See Smith, Arkansas, pg. 117;  https://www.fold3.com/image/249/282155034 where an invoice dated 13 Aug 1862 shows that James Montgomery was paid for his “pilotage” of the CS Steamer McRae and the CS Gunboat Arkansas.  I. N. Brown, Commander CSN, certifies the charges are correct and that Mr. Montgomery was “employed by me.”

 

Capt. Brown's report contains this statement, "These two last named [fireman Cusick and pilot Gilmore] fell in the action with the enemy's fleet as they passed us at Vicksburg after the morning conflict." In Ragland's Fisher Funeral Home Records, pg. 198, is this interesting entry, "Unknown, 17 Jul 1862; A Pilote & Fireman Killed on Arcansas."

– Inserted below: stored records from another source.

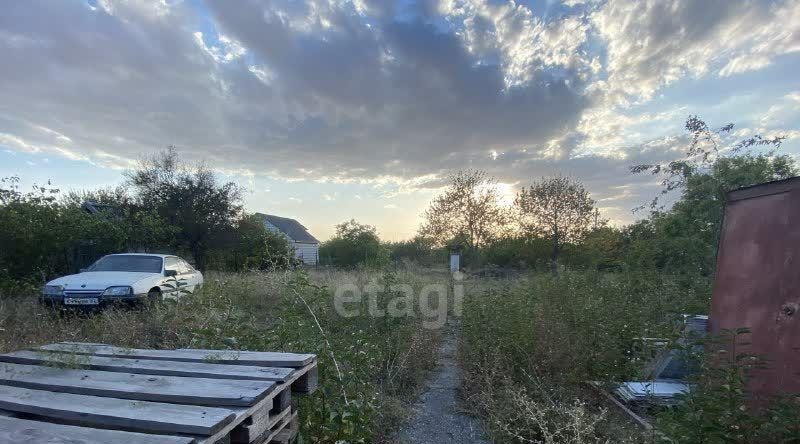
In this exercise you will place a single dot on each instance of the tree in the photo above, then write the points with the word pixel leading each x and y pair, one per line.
pixel 469 210
pixel 684 238
pixel 193 201
pixel 250 246
pixel 709 149
pixel 354 244
pixel 558 209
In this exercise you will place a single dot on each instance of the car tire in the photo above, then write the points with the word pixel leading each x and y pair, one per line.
pixel 155 297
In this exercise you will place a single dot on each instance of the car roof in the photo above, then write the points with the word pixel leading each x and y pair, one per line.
pixel 142 254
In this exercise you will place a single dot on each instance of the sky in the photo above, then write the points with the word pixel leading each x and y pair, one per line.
pixel 326 110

Do not confuse this Pilot James Montgomery with Capt. James Montgomery of the Confederate River Defense Fleet (seen in Smith's Arkansas, pg. 49).

 

This short notice was found in the Confederate Veteran, Vol. XX (1912), pg. 396. "Mrs. James Montgomery, of Ghent, Ky., would like to hear from any comrades who remember her husband as pilot on the gunboat Jackson, thought to have been the first gunboat leaving New Orleans. He was afterwards on the McRay, Commodore Hollins's flagship, and was also on the Arkansas Ram when her officers deemed it necessary to blow her up to prevent her falling into the hands of the Federals. At the close of the war he was in Texas under General Magruder."

 

[There was also a Capt. (later Commodore) James Edward Montgomery of  the Confederate River Defense Fleet (CRDF), not to be confused with our pilot James Montgomery. Commodore Montgomery was not associated with the Arkansas' activities except to supply men from his crew to assist in her final stages of construction on the Yazoo River. He angered Capt. I. N. Brown by releasing his men, despite their still having time to serve, before Capt. Brown could recruit them for his Arkansas crew.]